John Walsh has joined the teeming millions of artists who are looking to Kickstarter to provide a better life: He has launched a Kickstarter campaign to raise $5,000 to finish his webcomic Go Home Paddy, which chronicles the experience of Irish immigrants in Boston in the mid-19th century. Initial response has been good; as of this writing he has reached 37% of his funding goal.
Walsh talked about the origin of the story in an interview with The Boston Bibliophile:
I was in a Irish bar back home in the Bridgeport, Connecticut area and the bartender was an old school Mick who was lamenting the then current state of the city of Bridgeport. The bartender told tales of the Irish playing a large part in Bridgeport’s glory days. And then this crotchety old Irish-American bartender decided to not only blame Bridgeport’s problems on a certain minority group, but he also used a particularly offensive racial slur to describe this minority group. And I thought, “Why the Hell does he think it’s okay to say this to me?!?”

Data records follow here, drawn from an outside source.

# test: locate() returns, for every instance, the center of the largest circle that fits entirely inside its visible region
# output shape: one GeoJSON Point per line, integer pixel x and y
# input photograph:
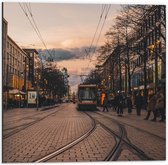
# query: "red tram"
{"type": "Point", "coordinates": [87, 97]}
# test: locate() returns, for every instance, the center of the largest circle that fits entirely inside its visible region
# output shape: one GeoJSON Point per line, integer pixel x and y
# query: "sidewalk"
{"type": "Point", "coordinates": [138, 122]}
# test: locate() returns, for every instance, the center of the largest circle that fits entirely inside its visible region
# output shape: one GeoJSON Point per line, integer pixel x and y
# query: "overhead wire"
{"type": "Point", "coordinates": [101, 15]}
{"type": "Point", "coordinates": [33, 22]}
{"type": "Point", "coordinates": [105, 17]}
{"type": "Point", "coordinates": [94, 36]}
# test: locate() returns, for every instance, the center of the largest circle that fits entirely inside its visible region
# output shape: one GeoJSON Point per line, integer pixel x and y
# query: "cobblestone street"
{"type": "Point", "coordinates": [29, 135]}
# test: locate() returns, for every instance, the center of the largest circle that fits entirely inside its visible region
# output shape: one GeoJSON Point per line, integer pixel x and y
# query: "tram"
{"type": "Point", "coordinates": [87, 97]}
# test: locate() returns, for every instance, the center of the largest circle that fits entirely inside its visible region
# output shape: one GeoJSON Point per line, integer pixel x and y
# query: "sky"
{"type": "Point", "coordinates": [69, 27]}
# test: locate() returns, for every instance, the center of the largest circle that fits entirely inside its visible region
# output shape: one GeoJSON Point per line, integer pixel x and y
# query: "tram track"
{"type": "Point", "coordinates": [22, 127]}
{"type": "Point", "coordinates": [113, 155]}
{"type": "Point", "coordinates": [69, 145]}
{"type": "Point", "coordinates": [122, 141]}
{"type": "Point", "coordinates": [138, 129]}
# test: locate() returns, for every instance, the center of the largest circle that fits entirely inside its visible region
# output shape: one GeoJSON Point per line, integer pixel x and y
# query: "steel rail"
{"type": "Point", "coordinates": [122, 141]}
{"type": "Point", "coordinates": [26, 125]}
{"type": "Point", "coordinates": [69, 145]}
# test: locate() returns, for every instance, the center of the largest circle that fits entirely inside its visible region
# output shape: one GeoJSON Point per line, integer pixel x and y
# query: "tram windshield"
{"type": "Point", "coordinates": [87, 94]}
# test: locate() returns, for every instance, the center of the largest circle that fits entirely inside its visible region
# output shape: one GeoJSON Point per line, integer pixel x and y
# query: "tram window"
{"type": "Point", "coordinates": [87, 94]}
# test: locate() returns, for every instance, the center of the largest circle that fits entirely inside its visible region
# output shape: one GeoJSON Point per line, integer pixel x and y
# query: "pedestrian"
{"type": "Point", "coordinates": [159, 107]}
{"type": "Point", "coordinates": [119, 101]}
{"type": "Point", "coordinates": [138, 103]}
{"type": "Point", "coordinates": [129, 104]}
{"type": "Point", "coordinates": [151, 106]}
{"type": "Point", "coordinates": [105, 104]}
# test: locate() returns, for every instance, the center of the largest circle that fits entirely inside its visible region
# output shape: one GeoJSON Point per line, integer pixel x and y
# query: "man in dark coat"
{"type": "Point", "coordinates": [119, 101]}
{"type": "Point", "coordinates": [138, 103]}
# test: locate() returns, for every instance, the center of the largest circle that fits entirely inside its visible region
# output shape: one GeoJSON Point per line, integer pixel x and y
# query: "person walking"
{"type": "Point", "coordinates": [129, 104]}
{"type": "Point", "coordinates": [159, 107]}
{"type": "Point", "coordinates": [151, 106]}
{"type": "Point", "coordinates": [105, 104]}
{"type": "Point", "coordinates": [119, 101]}
{"type": "Point", "coordinates": [138, 103]}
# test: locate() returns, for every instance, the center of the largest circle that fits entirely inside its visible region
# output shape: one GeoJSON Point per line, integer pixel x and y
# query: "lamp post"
{"type": "Point", "coordinates": [153, 49]}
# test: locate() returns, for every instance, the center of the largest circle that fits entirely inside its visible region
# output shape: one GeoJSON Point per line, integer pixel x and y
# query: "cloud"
{"type": "Point", "coordinates": [58, 54]}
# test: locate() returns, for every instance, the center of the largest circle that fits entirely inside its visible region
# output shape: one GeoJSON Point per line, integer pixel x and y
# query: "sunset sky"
{"type": "Point", "coordinates": [62, 26]}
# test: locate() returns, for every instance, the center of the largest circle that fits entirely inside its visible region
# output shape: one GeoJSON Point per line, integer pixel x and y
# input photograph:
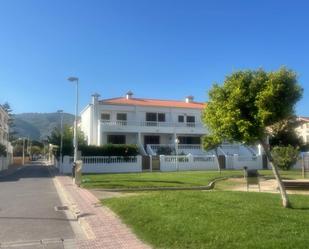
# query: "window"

So while it’s historical fiction, Go Home Paddy is also timely, reflecting prejudices that still exist but are directed now against minorities and immigrants. Walsh depicts the Irish the way the Victorians did, using a “simian” style that makes them look more ape than human, then subverts that stereotype by telling the story of one individual and getting the reader to care about him. (I reviewed the comic here a while back.)